This abstract concerns studies of axonal excitability in human subjects, focusing on the role of two depolarizing currents, using measures of the physiological consequences of their activity.
The only identified Na+ channel isoform at the healthy mature node of Ranvier is Nav1.6 but it can have two gating modes: transient (∼98-99% of the total Na+ conductance) and persistent (∼1-2% of the total Na+ conductance). The persistent current is greater in sensory axons than motor, but sensory axons are ∼4 mV more depolarized than motor, and this is sufficient to account for the greater INaP on sensory axons. The hyperpolarization-activated current (Ih) is internodally located, passes a depolarizing current, dependent on HCN channels (“hyperpolarization-activated, cyclic nucleotide-gated”). It contributes to resting membrane potential, at least in low-threshold motor axons, and faster isoform(s) of Ih is (are) more active on sensory axons than motor.

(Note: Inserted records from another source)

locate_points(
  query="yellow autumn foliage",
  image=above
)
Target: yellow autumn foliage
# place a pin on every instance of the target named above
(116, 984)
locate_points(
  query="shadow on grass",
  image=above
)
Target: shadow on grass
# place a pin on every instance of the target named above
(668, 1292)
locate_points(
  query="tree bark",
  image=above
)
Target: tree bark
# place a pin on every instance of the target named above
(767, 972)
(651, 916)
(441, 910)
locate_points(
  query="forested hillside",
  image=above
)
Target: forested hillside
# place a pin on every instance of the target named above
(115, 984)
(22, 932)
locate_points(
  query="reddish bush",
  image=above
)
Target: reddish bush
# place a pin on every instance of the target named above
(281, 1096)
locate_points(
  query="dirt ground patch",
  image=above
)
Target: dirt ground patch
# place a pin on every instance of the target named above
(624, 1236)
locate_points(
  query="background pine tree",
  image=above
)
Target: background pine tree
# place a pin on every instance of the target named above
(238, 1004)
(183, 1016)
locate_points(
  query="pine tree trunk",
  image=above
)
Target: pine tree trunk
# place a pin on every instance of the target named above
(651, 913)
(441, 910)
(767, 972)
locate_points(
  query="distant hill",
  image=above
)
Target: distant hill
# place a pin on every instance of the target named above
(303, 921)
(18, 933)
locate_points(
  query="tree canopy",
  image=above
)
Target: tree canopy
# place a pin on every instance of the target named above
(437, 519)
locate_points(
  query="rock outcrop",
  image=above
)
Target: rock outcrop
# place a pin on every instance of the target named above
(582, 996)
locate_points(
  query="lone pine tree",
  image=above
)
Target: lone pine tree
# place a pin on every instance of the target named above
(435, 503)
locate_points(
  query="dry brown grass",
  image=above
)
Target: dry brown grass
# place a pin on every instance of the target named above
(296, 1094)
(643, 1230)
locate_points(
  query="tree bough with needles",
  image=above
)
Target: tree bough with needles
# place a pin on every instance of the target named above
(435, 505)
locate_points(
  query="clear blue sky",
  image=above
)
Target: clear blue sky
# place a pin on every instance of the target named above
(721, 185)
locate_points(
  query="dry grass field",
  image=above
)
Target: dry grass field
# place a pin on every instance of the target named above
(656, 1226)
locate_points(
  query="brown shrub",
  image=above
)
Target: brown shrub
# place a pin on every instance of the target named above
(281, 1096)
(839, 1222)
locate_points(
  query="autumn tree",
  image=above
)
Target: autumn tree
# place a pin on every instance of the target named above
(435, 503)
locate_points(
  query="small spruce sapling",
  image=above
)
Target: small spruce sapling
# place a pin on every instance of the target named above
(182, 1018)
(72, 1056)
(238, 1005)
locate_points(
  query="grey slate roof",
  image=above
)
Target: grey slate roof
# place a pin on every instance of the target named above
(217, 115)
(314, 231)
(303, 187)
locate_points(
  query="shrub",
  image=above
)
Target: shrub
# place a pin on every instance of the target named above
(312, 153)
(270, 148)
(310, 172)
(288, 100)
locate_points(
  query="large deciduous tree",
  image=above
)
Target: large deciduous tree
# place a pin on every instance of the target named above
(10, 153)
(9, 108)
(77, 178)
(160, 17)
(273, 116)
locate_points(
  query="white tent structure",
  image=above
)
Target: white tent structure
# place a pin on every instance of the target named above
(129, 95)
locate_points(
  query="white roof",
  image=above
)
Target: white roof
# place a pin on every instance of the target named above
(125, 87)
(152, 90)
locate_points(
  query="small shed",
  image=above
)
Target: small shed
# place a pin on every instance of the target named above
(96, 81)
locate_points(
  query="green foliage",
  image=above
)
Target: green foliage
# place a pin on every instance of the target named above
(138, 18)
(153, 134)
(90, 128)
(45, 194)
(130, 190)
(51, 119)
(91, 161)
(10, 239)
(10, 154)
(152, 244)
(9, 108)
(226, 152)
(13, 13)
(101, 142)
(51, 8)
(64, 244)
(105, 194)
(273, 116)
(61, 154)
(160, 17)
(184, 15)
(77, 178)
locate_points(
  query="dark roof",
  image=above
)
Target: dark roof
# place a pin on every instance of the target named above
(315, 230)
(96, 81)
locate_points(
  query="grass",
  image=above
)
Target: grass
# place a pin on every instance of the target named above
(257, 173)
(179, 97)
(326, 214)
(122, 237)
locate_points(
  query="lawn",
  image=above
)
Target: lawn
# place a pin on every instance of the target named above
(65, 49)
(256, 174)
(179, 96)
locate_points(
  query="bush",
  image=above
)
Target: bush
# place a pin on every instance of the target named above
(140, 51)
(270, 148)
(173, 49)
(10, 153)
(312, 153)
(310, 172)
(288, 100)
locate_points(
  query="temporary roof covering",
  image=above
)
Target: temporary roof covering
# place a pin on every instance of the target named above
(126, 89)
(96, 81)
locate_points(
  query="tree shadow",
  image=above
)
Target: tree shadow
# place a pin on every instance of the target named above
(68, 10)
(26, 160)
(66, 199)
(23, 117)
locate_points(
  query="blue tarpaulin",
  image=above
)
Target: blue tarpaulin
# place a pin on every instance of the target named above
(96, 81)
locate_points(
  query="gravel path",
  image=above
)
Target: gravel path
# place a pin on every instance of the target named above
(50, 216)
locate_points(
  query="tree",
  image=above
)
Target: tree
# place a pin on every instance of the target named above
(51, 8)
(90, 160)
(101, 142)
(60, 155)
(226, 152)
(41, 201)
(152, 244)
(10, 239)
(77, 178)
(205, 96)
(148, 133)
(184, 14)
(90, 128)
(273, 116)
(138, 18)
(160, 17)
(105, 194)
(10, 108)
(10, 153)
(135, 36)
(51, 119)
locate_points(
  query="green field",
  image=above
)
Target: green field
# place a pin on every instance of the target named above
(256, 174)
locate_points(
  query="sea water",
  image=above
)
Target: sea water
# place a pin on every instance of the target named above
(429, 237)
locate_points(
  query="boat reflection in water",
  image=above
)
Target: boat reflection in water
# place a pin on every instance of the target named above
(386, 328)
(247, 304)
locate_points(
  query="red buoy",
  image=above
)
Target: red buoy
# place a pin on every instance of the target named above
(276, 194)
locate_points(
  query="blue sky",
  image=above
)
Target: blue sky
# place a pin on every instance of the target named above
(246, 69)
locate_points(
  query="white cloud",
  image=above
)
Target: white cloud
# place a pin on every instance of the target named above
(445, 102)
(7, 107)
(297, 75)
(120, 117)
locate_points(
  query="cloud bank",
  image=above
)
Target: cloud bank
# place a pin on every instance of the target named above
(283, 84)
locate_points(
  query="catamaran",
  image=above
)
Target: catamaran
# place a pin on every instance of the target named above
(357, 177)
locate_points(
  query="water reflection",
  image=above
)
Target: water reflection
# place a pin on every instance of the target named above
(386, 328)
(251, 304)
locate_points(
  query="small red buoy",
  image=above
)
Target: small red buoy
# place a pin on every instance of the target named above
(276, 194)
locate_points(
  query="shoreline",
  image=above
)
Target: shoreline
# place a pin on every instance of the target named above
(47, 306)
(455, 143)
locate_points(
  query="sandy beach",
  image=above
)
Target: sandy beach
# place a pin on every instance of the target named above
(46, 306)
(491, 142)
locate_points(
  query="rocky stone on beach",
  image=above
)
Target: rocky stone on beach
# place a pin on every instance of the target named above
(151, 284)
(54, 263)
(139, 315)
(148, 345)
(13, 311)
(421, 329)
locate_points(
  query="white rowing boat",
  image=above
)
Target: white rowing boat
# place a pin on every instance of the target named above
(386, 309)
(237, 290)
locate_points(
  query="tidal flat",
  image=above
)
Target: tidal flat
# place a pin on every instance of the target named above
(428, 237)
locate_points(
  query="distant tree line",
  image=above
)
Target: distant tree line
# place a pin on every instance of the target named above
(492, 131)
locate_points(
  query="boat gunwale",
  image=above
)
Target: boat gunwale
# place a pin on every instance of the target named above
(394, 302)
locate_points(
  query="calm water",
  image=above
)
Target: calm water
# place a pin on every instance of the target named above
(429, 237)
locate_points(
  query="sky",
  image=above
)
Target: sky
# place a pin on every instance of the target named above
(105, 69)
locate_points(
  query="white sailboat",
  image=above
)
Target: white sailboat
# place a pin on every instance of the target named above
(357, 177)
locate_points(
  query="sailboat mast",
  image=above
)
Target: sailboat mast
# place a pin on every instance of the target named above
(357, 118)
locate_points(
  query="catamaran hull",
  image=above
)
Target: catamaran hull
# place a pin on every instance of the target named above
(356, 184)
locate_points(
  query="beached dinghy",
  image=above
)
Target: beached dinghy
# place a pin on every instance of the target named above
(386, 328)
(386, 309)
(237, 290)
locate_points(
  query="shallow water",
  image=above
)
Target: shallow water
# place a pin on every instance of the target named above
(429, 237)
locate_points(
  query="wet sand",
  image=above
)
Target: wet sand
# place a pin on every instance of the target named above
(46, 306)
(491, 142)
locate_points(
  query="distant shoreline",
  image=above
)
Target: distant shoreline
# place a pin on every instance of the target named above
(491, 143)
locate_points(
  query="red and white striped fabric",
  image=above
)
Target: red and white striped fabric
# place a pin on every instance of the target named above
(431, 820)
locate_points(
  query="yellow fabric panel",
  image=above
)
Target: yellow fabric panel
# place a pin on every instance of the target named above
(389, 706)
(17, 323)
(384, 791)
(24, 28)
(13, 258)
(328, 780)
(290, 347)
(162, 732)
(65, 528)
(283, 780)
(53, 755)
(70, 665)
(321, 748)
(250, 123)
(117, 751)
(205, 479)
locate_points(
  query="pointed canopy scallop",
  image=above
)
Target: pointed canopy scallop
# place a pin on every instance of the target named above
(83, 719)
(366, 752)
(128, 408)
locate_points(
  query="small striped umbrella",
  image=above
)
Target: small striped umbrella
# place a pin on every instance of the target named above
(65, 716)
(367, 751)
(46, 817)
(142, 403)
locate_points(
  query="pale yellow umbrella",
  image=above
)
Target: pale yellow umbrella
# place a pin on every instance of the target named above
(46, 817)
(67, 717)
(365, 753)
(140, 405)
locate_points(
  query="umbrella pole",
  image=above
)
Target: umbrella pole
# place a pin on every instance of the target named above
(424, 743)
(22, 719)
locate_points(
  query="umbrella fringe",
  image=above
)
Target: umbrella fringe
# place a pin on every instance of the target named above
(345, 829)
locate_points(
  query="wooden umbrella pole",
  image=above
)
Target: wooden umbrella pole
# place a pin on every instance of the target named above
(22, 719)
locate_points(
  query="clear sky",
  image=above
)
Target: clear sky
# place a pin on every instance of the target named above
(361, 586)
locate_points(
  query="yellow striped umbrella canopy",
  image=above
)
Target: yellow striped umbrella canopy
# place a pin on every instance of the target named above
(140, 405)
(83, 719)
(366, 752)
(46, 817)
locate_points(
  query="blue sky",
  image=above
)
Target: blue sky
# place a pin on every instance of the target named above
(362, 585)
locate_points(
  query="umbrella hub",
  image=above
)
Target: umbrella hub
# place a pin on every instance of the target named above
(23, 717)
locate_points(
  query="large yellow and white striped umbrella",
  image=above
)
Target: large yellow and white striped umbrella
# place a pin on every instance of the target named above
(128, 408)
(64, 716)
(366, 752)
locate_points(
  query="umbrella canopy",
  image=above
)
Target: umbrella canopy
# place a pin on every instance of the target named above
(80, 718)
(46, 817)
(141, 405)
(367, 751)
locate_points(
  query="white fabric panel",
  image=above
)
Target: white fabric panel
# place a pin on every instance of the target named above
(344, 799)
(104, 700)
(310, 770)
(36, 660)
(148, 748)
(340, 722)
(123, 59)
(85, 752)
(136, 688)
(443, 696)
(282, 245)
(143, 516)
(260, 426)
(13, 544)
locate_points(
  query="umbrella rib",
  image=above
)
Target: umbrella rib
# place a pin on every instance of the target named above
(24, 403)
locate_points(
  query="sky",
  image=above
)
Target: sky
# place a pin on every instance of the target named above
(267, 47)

The persistent Na+ current may not be the reason why some axons have a reproducibly low threshold: instead, low-threshold axons have a low threshold in part because of greater expression of HCN channels. The apparently greater inward rectification on sensory axons than motor could be due to different isoforms with different kinetics rather than a greater total Ih. HCN current could be active at rest and could contribute to resting membrane potential.
In the genetic channelopathies, episodic ataxia type 1 (due to a mutation in the KCNA1 gene encoding Kv1.1 subunit of the fast K+ channel) and benign familial neonatal epilepsy due to a mutation in the KCNQ2 gene encoding Kv7.2), the same mutated ion channel is expressed on central and peripheral axons, and there are characteristic changes in axonal excitability.
In acquired diseases, there are plastic changes in the properties of motor axons in peripheral nerves, e.g. in stroke, there is less in Ih. Here the axonal changes are secondary, presumably reflecting changes in membrane potential or adaptive change in motoneurone properties.